Why I Like the Theater

 

I think acting is really a man’s profession because you are constantly risking failure. Maria Callas said, “The audience is the enemy. They must be beaten into submission.” I think they can be charmed into submission also.

But every time you stand in the wings waiting to go on is like running out on a tight rope. The nightmare of suddenly losing focus and forgetting your lines hangs forever over every stage in the world. And suddenly you will not be playing your role but will simply be yourself, standing in front of hundreds of strangers with no idea of why you are there. Standing with other players on the stage who are looking at you, waiting for you to continue so they can continue, sometimes having the presence of mind to step forward and ask you a question that is in fact your next line, and if that is enough you grasp it like a falling man grasps a windowsill and you pull yourself back up and go on. This is the thrill, this is the challenge, so that when the curtain finally comes down, it is with a sense of great relief. You have reached the other side of the tightrope.

It’s all about concentration really. You can think of nothing else. Thoughts about finishing the laundry, or if you are truly in love with someone, or your mother’s telephone call, must all be rudely suppressed. The blinders must go on. You can think of nothing but the lines that you are to deliver next.

I have seen actors with many years of experience pacing up and down the hall running the lines of their next scene in a play they have had down a hundred times. Not because they are forgetful, but because the mind is a tricky thing. It can desert you without notice no matter how much training you have had, no matter how many years you have worked or how many times you have played the role.

Peter O’Toole and Richard Burton were once playing Becket in London, and to keep themselves on their toes they exchanged roles every night. One night Peter was Becket and Richard the king. And the next night they exchanged roles. One night they suddenly stopped dead in the middle of a scene. The moment stretched on. The audience became restless. Finally Burton turned to the audience and said, “It’s not that we’ve forgotten our lines.
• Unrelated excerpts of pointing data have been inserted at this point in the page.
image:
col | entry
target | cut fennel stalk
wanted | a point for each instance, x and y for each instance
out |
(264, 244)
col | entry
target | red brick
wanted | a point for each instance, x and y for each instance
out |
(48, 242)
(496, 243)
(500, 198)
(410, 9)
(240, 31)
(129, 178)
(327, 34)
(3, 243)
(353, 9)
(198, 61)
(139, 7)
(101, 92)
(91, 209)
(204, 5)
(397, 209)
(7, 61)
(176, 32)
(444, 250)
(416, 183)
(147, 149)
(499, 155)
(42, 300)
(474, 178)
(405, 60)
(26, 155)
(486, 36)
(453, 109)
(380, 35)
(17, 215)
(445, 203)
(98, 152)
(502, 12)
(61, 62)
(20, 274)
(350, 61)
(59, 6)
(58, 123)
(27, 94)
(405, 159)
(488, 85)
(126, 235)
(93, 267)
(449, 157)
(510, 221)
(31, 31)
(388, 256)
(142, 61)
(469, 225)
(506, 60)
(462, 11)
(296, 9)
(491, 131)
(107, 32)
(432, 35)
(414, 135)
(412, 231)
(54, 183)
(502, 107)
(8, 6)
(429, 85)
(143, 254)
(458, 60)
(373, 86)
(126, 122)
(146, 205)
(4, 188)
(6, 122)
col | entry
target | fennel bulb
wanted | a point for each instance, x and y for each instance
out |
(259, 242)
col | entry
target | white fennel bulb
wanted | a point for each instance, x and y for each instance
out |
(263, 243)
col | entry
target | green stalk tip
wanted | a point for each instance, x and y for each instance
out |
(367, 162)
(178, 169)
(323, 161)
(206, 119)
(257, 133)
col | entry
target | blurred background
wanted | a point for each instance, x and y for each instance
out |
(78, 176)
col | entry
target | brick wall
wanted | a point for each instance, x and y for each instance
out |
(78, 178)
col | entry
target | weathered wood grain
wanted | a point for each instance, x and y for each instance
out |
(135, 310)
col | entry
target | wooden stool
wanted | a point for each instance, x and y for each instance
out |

It’s just that we’ve forgotten which character we are tonight.” This must be apocryphal because someone must have been wearing a crown, but the concept is there. You must constantly corral your reluctant mind and force it to not let you down. How well can you act the role is quite secondary to simply remembering it. This is something a civilian never knows about, never understands.

Surviving a performance is like surviving a battle. Or having killed a threatening animal. You feel very much of a man for having done your masculine thing in the eyes of others.

For women I think it is more seeking adoration. And that, too, is crippling. I think being a professional actor makes you an egomaniac. You really can’t do it without concentrating exclusively upon yourself. Even being in love with someone and placing their welfare before your own, which is my definition of love, may well be impossible during the run of a play. Unless that person is in the play and it is useful for you to use those emotions in your performance. And how giving is that?

Even monsters like Elizabeth Taylor and Liza Minelli must be respected for what they can do. Moviemaking is very different than performing on stage. Admittedly, I don’t know a lot about that. But knowing where the camera is, where your lights are, repeating your brief little scene many, many times. All of that must require great concentration. You cannot think of anything else, and then having the adoration of a public who does not expect you to care for them except en masse. Who could escape only caring about themselves? Some friend of Coco Chanel’s once wrote, “She could play the role of a human being very well, but she really wasn’t one.” Though she wasn’t an actress I feel sure that playing the role of herself, which was a complete creation from humble peasant origins, took all her attention.

It’s work. It’s very hard work going on stage in any capacity. And then if you care if the public likes you or not, that makes it even harder. Somebody asked me just the other day, “When you’re standing in the wings, don’t you ever worry that you’re going to go out there and they are not going to like you?” And I had to honestly admit that that was an idea that had never occurred to me. And I must owe that to my mother, Iris the Wonderful. I was brought up with a kind of sense of noblesse oblige. That I was so special and wondrous that I owed it to others to be considerate of them because they didn’t have my advantages. Because they weren’t fabulous me. It’s an attitude based upon nothing but a mother’s love, but it works for me.

I think the theater is a good métier for someone like myself and any self-confident male because it keeps you humble. You constantly risk humiliation. You do not keep yourself out of harm’s way. You place yourself squarely in front of it. You risk failure almost every day of your life. That’s something you can be proud of, even if it isn’t exactly going into a lion’s cage.

I read something very interesting about lion tamers just last night. They always enter the cage first. The lions follow them into what has been established as the lion tamer’s territory. It is then up to him to keep the lions aware that they are in his space. He is the alpha male. Interesting. It’s not the lions’ cage. It’s the lion tamer’s cage. Perhaps the stage is the performer’s cage. There he can perform the rites necessary for his own good opinion of himself.